To test this argument, we investigate the causal effect of participation in a student election at the American University of Beirut using an original panel survey conducted shortly before and after one such election in 2017. At AUB and other Lebanese universities, the country’s main national ethnosectarian parties are heavily involved in student politics and elections. A central component of our survey is a choice-based conjoint experiment that measures student support for hypothetical candidates running in the 2018 Lebanese Parliamentary elections.
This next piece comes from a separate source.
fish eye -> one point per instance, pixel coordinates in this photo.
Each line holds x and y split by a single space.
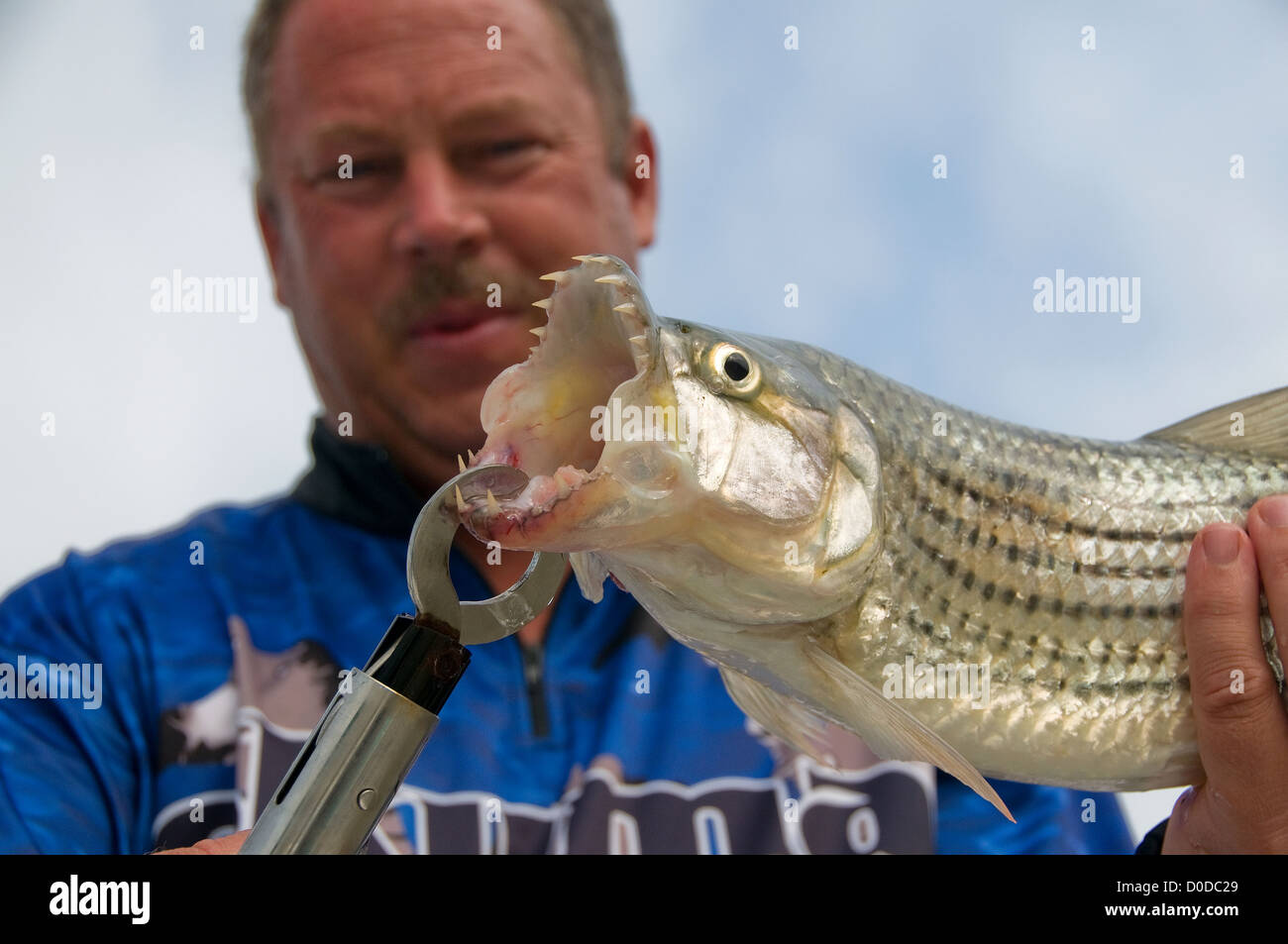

While conjoint experiments often assess the causal effect of certain attributes or policy positions on respondent preferences, cross-sectional experiments cannot measure shifts in preferences in response to real-world events. To mitigate this issue, we use a difference-in- differences approach to compare results from pre- and post-election conjoint waves, thereby measuring changes in support for co-ethnic and co-partisan candidates in a hypothetical national election. To the best of our knowledge, this is the first time such a methodological approach has been employed.

Our survey was distributed to a sample of students at AUB before and after their annual student elections in October 2017. After several months of in-depth fieldwork at AUB, we designed a survey to examine the impact of participation in the student elections on preferences for co-ethnic (sectarian) politicians and politicians from mainstream political parties. In order to understand the effect of these elections on students’ political preferences, we developed a pre- and post-election panel survey. AUB-CONJOINT was administered online via Qualtrics to students enrolled in PSYC-201, an introductory-level psychology course in the Faculty of Arts and Sciences. In addition to the conjoint experiment administered across both waves, the first wave of the survey asked respondents to complete a battery of demographic questions. The second wave of the survey asked respondents several questions about their participation in the student election, including vote choice and participation in election-related activities. Both waves measured attitudes towards democracy and identity on multiple dimensions. The core of our analysis is derived from a series of choice-based conjoint experimental tasks administered at the conclusion of each wave of AUB-CONJOINT.

Fieldwork: September 27 to October 18, 2017

Additional information:

Publications:

Parreira, C., D. Tavana, and C. Harb. “The Role of Political Parties in University Socialization: Experimental Evidence from Lebanon.” Under Review.